As I researched the old tales, I discovered a great many folks are convinced that treasure really exists, and they’re determined to find it. Others are just as convinced that the treasure talks are pure fiction, and are heartily sick of treasure hunters trespassing on their lands. Since many of those trespassers like to cut fences and dig holes—which they leave unfilled for some unlucky wanderer to fall into—I can certainly appreciate the landowners’ perspective, and I’ve taken care to alter some of the details I was given. That hasn’t stopped some from demanding more information. At one signing, a reader approached with a copy of the book in one hand and a map in the other, and wanted me to mark the location of the silver mentioned in the story!

I’ve also discovered that treasure hunting seems a recession-proof occupation. Since I started researching this series back in the late 1990s, I continue to see the topic of treasure active in online discussions. Even now the forums frequented by coin collectors have posts debating the best places now to use their metal detectors in their quest for Indian silver, Spanish gold, or Civil War relics.

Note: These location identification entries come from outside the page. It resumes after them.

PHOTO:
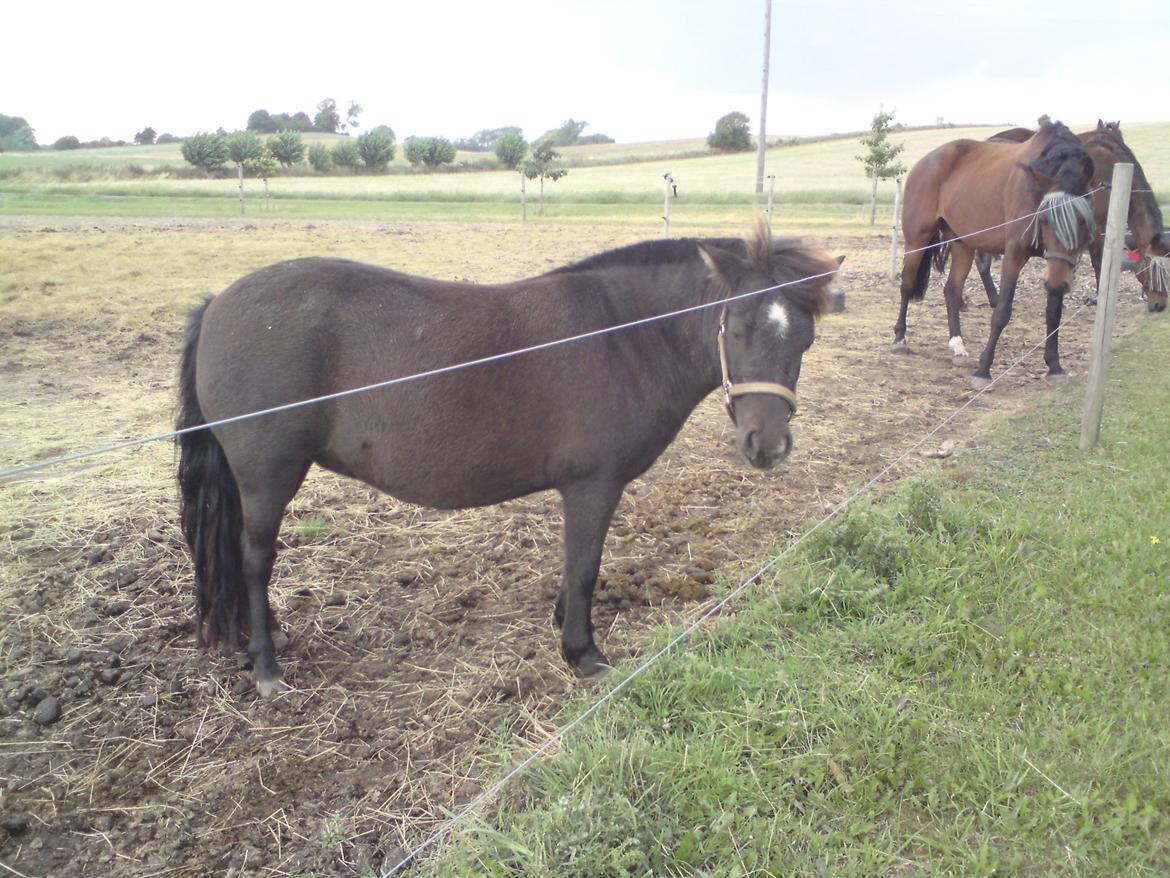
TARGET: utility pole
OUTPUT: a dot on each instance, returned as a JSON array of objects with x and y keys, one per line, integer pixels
[{"x": 763, "y": 98}]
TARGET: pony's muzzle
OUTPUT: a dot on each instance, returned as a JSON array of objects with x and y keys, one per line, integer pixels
[{"x": 763, "y": 452}]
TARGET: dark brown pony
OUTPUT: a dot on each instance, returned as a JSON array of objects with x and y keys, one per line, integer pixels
[
  {"x": 1107, "y": 146},
  {"x": 583, "y": 418},
  {"x": 1019, "y": 199}
]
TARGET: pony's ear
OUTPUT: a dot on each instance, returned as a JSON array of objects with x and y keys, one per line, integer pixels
[{"x": 724, "y": 266}]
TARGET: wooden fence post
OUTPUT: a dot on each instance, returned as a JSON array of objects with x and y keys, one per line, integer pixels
[
  {"x": 1107, "y": 303},
  {"x": 771, "y": 199},
  {"x": 666, "y": 207},
  {"x": 895, "y": 226}
]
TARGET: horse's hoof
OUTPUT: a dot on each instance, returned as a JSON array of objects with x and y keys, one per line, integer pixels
[{"x": 270, "y": 688}]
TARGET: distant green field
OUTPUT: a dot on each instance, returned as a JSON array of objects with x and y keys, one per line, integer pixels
[{"x": 611, "y": 179}]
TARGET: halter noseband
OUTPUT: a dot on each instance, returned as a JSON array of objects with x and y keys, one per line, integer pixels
[{"x": 730, "y": 391}]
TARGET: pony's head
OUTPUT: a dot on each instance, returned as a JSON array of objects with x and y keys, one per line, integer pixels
[{"x": 763, "y": 337}]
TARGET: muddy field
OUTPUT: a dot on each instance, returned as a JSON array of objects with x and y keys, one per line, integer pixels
[{"x": 414, "y": 635}]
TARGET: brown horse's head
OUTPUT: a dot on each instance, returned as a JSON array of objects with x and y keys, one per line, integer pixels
[
  {"x": 1060, "y": 173},
  {"x": 763, "y": 337}
]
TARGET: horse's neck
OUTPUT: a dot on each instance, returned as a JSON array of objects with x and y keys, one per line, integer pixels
[
  {"x": 690, "y": 340},
  {"x": 1143, "y": 215}
]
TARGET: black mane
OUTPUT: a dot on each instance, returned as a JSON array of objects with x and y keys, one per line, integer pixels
[{"x": 785, "y": 260}]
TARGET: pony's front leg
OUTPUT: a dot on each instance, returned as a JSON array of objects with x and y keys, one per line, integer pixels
[
  {"x": 999, "y": 317},
  {"x": 1060, "y": 276},
  {"x": 962, "y": 256},
  {"x": 589, "y": 509}
]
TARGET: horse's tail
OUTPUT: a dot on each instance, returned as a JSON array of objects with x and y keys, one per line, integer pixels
[
  {"x": 942, "y": 253},
  {"x": 210, "y": 508},
  {"x": 936, "y": 251}
]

One of the most active sites appears to be TreasureNet, with most participants passionate about metal detecting. That’s where I first came across the Treasure Hunter’s Code of Ethics. (Who knew?) You can find the code posted wherever you buy metal detectors; while the language might vary  from one site to the next, the key principles remain the same. It’s too bad the trespassing treasure hunters won’t abide by the Code.

The treasure hunters’ forums are full of tales and superstitions. And when a tale leads to a “find” that’s enough to keep them searching for more. And so the legends live on, and folktales are passed along, from one generation to the next, keeping the old tales alive. What’s truth? What’s not? Find the right mix, and you have a story waiting to be told.